River Hopscotch（二分最大化最小值）

River Hopscotch

Time Limit: 2000MS		Memory Limit: 65536K
Total Submissions: 9923		Accepted: 4252

Description

Every year the cows hold an event featuring a peculiar version of hopscotch that involves carefully jumping from rock to rock in a river. The excitement takes place on a long, straight river with a rock at the start and another rock at the end, L units away from the start (1 ≤ L ≤ 1,000,000,000). Along the river between the starting and ending rocks, N (0 ≤ N ≤ 50,000) more rocks appear, each at an integral distance D_i from the start (0 < D_i < L).

To play the game, each cow in turn starts at the starting rock and tries to reach the finish at the ending rock, jumping only from rock to rock. Of course, less agile cows never make it to the final rock, ending up instead in the river.

Farmer John is proud of his cows and watches this event each year. But as time goes by, he tires of watching the timid cows of the other farmers limp across the short distances between rocks placed too closely together. He plans to remove several rocks in order to increase the shortest distance a cow will have to jump to reach the end. He knows he cannot remove the starting and ending rocks, but he calculates that he has enough resources to remove up to M rocks (0 ≤ M ≤N).

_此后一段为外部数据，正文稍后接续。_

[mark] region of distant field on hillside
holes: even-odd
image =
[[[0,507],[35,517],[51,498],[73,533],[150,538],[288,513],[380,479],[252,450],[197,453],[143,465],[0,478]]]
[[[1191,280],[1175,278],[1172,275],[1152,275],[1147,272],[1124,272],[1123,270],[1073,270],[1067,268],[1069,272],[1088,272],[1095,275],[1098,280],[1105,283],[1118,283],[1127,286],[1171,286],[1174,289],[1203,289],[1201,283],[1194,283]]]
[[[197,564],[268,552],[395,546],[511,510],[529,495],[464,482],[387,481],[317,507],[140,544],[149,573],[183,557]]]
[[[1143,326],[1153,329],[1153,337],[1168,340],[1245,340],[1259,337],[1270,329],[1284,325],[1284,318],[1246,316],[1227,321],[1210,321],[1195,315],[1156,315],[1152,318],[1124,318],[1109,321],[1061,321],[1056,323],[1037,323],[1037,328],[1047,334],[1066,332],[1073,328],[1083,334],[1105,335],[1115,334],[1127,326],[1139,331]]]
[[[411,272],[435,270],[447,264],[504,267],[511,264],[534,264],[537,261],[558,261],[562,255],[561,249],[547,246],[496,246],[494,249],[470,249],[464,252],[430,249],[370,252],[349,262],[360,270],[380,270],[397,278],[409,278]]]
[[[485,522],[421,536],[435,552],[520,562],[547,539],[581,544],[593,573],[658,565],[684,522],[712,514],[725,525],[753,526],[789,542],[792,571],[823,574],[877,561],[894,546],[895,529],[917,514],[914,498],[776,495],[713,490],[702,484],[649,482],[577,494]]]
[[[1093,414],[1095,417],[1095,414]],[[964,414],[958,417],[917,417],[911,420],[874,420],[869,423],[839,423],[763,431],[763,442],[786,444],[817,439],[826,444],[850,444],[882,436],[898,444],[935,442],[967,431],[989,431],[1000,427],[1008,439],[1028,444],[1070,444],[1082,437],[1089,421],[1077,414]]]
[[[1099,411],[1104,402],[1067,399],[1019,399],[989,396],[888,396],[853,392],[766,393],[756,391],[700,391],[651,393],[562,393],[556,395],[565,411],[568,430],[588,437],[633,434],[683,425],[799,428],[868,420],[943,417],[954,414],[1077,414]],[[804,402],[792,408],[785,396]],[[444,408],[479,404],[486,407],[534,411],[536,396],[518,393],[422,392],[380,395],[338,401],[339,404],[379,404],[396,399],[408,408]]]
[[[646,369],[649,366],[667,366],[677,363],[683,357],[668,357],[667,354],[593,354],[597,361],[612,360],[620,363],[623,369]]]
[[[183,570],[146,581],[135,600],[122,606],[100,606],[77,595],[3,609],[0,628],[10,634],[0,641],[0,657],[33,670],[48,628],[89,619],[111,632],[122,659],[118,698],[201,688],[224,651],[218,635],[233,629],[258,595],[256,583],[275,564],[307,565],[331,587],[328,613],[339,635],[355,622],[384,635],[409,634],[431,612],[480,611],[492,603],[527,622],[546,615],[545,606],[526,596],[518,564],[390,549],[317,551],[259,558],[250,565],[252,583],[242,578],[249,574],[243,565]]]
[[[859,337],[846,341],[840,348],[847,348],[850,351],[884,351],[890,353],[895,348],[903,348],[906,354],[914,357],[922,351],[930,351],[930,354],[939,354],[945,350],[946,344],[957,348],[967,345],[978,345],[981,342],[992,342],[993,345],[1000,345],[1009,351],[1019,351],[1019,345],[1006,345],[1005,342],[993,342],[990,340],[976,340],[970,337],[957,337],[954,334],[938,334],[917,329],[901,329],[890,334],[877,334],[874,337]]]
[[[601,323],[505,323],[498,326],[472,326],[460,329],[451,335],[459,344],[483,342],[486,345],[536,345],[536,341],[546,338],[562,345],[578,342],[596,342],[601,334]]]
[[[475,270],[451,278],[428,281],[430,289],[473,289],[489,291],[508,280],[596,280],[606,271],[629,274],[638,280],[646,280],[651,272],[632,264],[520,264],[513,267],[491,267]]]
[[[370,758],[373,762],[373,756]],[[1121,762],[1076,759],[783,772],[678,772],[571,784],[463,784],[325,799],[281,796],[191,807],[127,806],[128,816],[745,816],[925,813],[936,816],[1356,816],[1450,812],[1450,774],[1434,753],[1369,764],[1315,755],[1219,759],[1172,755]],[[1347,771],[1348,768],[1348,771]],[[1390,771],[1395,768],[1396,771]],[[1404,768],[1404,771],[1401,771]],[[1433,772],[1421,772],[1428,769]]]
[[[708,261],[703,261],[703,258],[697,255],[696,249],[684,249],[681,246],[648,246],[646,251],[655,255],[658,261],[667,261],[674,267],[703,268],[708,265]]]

FJ wants to know exactly how much he can increase the shortest distance *before* he starts removing the rocks. Help Farmer John determine the greatest possible shortest distance a cow has to jump after removing the optimal set of M rocks.

Input

Line 1: Three space-separated integers: L, N, and M  Lines 2..N+1: Each line contains a single integer indicating how far some rock is away from the starting rock. No two rocks share the same position.

Output

Line 1: A single integer that is the maximum of the shortest distance a cow has to jump after removing M rocks

Sample Input

25 5 2
2
14
11
21
17

Sample Output

4

Hint

Before removing any rocks, the shortest jump was a jump of 2 from 0 (the start) to 2. After removing the rocks at 2 and 14, the shortest required jump is a jump of 4 (from 17 to 21 or from 21 to 25)

题解：

河中起点终点各有一个石头，然后再给你N块石头，代表在河中的位置，问去掉M块石头后的最大最小值为多少，二分极大化最小值；二分错点就是关于里面的大于等于之类判断的问题，可以想成当l,r相等时谁最后判断的就好了，l+1跳出来，直接return l-1就可以了；

代码：

#include<iostream>
#include<algorithm>
#include<cstdio>
#include<cstring>
#include<cmath>
#include<vector>
using namespace std;
const int INF=0x3f3f3f3f;
#define mem(x,y) memset(x,y,sizeof(x))
#define SI(x) scanf("%d",&x)
#define PI(x) printf("%d",x)
#define T_T while(T--)
const int MAXN=50010;
int rock[MAXN];
int N,M;
int js(int x){
	int cnt=0;
	int last=rock[0];
	for(int i=1;i<=N+1;i++){
		if(rock[i]-last<x){
			cnt++;
		}
		else last=rock[i];
	}
	return cnt;
}
int erfen(int l,int r){
	int mid;
	while(l<=r){
		mid=(l+r)>>1;
		if(js(mid)>M)r=mid-1;//就把等号去了，后面变成l-1就对了。。。。
		else l=mid+1;
	}
	return l-1;
}
int main(){
	int L;
	while(~scanf("%d%d%d",&L,&N,&M)){
		rock[0]=0;
		for(int i=1;i<=N;i++)SI(rock[i]);
		rock[N+1]=L;
		sort(rock,rock+N+2);
		printf("%d\n",erfen(0,L));
	}
	return 0;
}